According to the present invention, the same control as the closed loop control can be performed for the positioning piezo element for which the actual displacement is not measured, and the following effects are obtained.

(1) Hysteresis and drift between the voltage and displacement of the piezo element for positioning can be compensated.

(2) Due to the effect of (1), high-precision positioning on the order of submicrons can be realized without performing closed loop control of the phase determining piezo element.

(3) Due to the effect of (1), it is possible to process an arbitrary curved surface having a shape accuracy on the order of submicron, which cannot be processed by the conventional technology.

[Brief description of the drawings]

FIG. 1 is a block diagram of the basic configuration of the present invention, FIG. 2 is a block diagram of a numerical control fly cutting apparatus of a tool cutting amount control type according to one embodiment of the present invention, and FIG. 3 is a conventional tool cutting amount control. FIG. 4 is a diagram showing an example of hysteresis between voltage and displacement of a piezo element, and FIG. 5 is a diagram showing a relationship between voltage and displacement of a piezo element according to an embodiment of the present invention. FIG. 1 ... Piezo element for cutting control, 2 ... Cutting tool, 3 ...
... Measurement piezo element, 4 ... Weight, 5 ... Displacement measuring instrument, 6 ... Function generator, 7 ... Piezo drive amplifier, 8
…… Cutter spindle, 9… Slip ring, 10 ……
Rotary encoder, 11 Workpiece, 12 Guide, 13
… Length measuring device, 14… Error detection circuit.

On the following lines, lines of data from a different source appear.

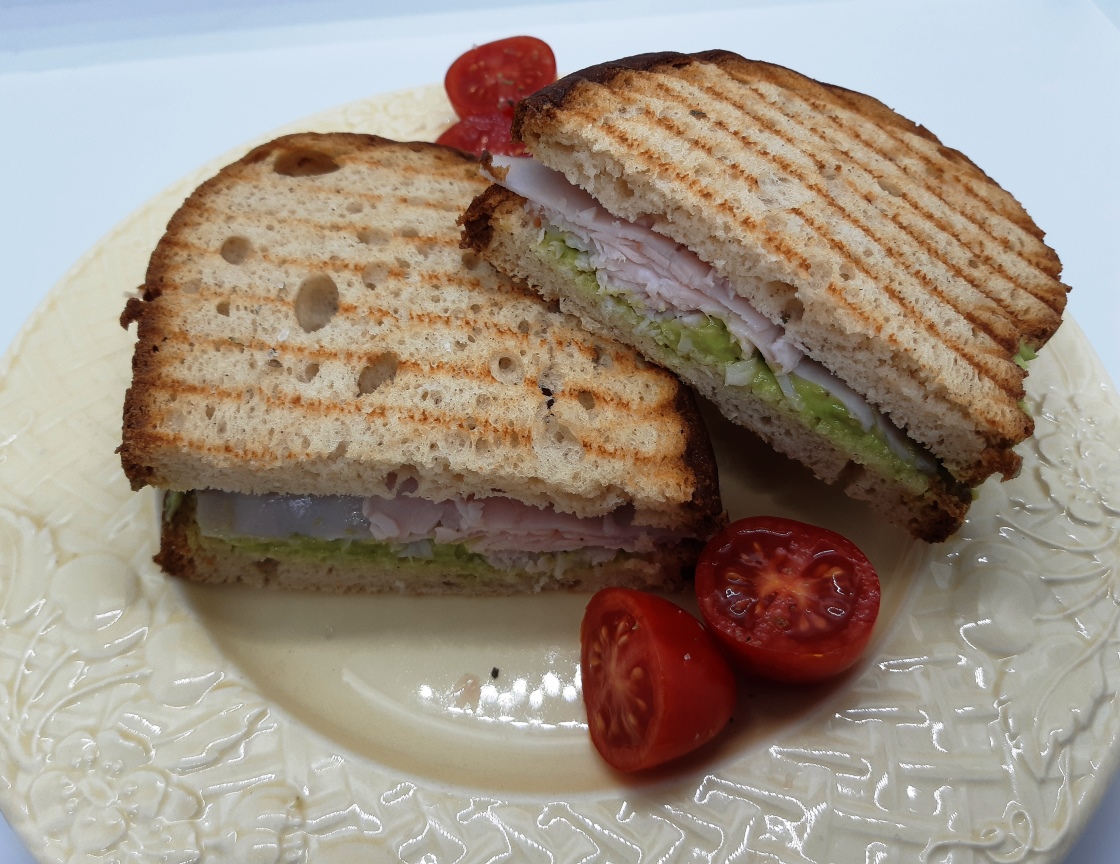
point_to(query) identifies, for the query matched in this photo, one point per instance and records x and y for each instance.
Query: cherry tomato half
(786, 600)
(483, 132)
(492, 77)
(655, 684)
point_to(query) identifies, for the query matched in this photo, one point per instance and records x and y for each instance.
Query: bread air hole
(506, 369)
(374, 275)
(316, 303)
(890, 187)
(376, 373)
(236, 249)
(304, 163)
(373, 237)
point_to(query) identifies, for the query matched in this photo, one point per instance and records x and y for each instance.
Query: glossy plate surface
(146, 720)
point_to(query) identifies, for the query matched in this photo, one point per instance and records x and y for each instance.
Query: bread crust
(221, 396)
(892, 259)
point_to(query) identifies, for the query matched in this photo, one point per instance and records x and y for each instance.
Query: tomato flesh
(655, 684)
(786, 600)
(483, 132)
(491, 77)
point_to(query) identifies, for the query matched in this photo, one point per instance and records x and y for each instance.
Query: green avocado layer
(706, 340)
(427, 555)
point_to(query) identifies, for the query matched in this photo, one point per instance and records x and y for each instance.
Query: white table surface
(105, 102)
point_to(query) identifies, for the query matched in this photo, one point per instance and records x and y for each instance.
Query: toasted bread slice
(889, 258)
(309, 325)
(502, 229)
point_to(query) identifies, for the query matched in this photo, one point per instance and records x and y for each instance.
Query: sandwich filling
(502, 531)
(690, 308)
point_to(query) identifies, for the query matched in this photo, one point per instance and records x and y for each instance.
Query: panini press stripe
(334, 408)
(929, 326)
(1013, 328)
(182, 244)
(939, 224)
(455, 371)
(1011, 337)
(995, 197)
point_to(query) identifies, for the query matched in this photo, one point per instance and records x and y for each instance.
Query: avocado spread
(444, 558)
(703, 338)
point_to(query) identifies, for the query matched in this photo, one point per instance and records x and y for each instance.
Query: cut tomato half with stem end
(492, 77)
(787, 601)
(483, 132)
(655, 684)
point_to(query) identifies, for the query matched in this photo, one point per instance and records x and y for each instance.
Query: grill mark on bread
(642, 154)
(289, 351)
(902, 131)
(1001, 331)
(178, 279)
(988, 194)
(982, 364)
(418, 419)
(1038, 293)
(940, 224)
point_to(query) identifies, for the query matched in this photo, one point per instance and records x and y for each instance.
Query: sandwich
(334, 396)
(823, 270)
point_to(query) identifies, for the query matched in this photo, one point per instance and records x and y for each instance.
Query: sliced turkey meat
(666, 277)
(491, 525)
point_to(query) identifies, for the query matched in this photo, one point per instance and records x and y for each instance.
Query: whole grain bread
(500, 226)
(889, 258)
(308, 324)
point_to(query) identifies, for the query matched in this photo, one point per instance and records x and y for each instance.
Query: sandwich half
(335, 396)
(826, 271)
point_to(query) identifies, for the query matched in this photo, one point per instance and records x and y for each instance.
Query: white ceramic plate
(145, 720)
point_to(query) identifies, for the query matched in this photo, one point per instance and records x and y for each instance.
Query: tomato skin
(491, 77)
(483, 132)
(681, 695)
(787, 601)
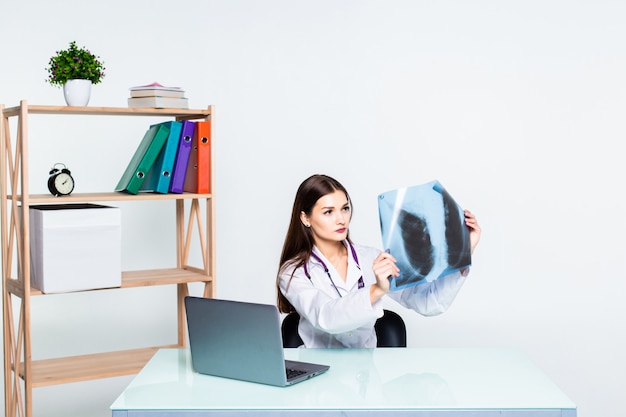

──────────────────────────────────────────────────続 き Continuation of the front page (51) Int.Cl. ⁶ Identification number Agency reference number FI Technical display location H02N 2/00 H02N 2/00 B (72) Inventor Masahiko Katsuragi 1-280 Higashi-Koigabo, Kokubunji-shi, Tokyo Hitachi Central Research Laboratory Co., Ltd. (72) Inventor Tatsuto Suzuki 1-280 Higashi Koigakubo, Kokubunji-shi, Tokyo Hitachi Central Research Laboratory Co., Ltd. (56) References JP-A-63-209186 (JP, A) JP-A-60 -80502 (JP, A) JP-A-59-19601 (JP, A)

Claims (2)

(57) [Claims] A sample table, a processing tool for processing a sample on the sample table, a first piezo element for changing a position of the processing tool, a rotating means for rotating the processing tool, Control signal applying means for applying a control signal to the first piezo element; a second piezo element to which a control signal output from the control signal applying means is applied; and a second piezo element. A weight, a displacement meter for measuring an amount of expansion and contraction of the second piezo element, and closed loop control means for controlling the first piezo element based on an output signal from the displacement meter. Processing equipment. 2. A processing method for processing a sample surface using a rotary processing tool provided on a first piezo element, wherein a control signal common to a control signal to the first piezo element is applied, and a weight is applied. A processing method for controlling the first piezo element based on the amount of expansion and contraction of the second piezo element provided with the first piezo element.